DCC meeting

THE Defence Committee of the Cabinet is set to meet today, with Prime Minister Yousaf Reza Gilani in the chair, and with the Chief of Army Staff in attendance, with the contents of the investigative report in response to the Indian dossier on the Mumbai attacks on the agenda. There are two aspects to the DCC meeting. First, and more immediate, is the response that will be made to India over the Mumbai attacks. Second, there will be the more institutional question of whether the DCC is indeed a replacement for the National Security Council, the body which the Musharraf regime set up, and which has been part of the project to control the civilian part of government ever since the Zia regime, when the idea was first introduced, but soon shot down. The two issues are inter-related, as the DCC meeting is being held on the same day that US Special Representative to the region, Richard Holbrooke, is on the Islamabad leg of his first visit to the region. The Council, which has much the same membership as the DCC, except that it also has representation from Parliament and the service chiefs are statutory, and thus equal members, and the President presides, not the PM, has difficulties in meeting in the absence of a National Security Adviser, a post vacant since the dismissal of Mahmud Ali Durrani, who is unlikely to be replaced, having created problems of coordination that even the Army did not appreciate.

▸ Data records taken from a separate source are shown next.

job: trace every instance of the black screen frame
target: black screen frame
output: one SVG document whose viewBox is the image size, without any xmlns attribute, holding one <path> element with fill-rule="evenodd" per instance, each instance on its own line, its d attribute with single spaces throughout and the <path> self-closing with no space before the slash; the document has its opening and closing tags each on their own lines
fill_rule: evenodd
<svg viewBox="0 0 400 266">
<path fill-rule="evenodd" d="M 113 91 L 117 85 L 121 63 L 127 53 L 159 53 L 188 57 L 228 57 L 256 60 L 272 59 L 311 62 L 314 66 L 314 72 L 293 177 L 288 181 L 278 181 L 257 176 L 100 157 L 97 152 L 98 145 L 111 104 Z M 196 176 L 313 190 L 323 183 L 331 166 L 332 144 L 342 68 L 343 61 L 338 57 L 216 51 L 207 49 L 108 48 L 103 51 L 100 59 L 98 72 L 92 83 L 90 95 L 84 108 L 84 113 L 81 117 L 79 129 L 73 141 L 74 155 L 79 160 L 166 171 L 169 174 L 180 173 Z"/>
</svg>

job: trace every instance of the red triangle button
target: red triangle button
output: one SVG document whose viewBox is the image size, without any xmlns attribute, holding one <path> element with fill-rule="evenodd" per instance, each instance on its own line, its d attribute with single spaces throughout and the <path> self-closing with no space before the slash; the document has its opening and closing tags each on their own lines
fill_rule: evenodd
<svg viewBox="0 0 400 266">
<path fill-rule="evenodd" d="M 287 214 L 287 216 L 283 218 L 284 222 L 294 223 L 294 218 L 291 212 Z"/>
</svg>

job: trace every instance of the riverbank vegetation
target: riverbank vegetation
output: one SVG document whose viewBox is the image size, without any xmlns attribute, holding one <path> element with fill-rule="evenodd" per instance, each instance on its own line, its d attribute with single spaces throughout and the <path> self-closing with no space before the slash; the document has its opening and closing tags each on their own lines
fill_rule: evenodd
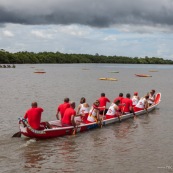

Apart from these institutional issues, the DCC meeting is also supposed to work out Pakistan's response to the Indian dossier. This meeting is also likely to make the Foreign Ministry the ministry responsible for speaking about the report, and though the PM's Interior Adviser Rahman Malik has also been summoned for the meeting, he has been publicly snubbed by the Prime Minister for his statements on the issue. The government should speak with one voice on this issue, which threatens the peace of South Asia. Hopefully, this should be the most important outcome of the DCC meeting.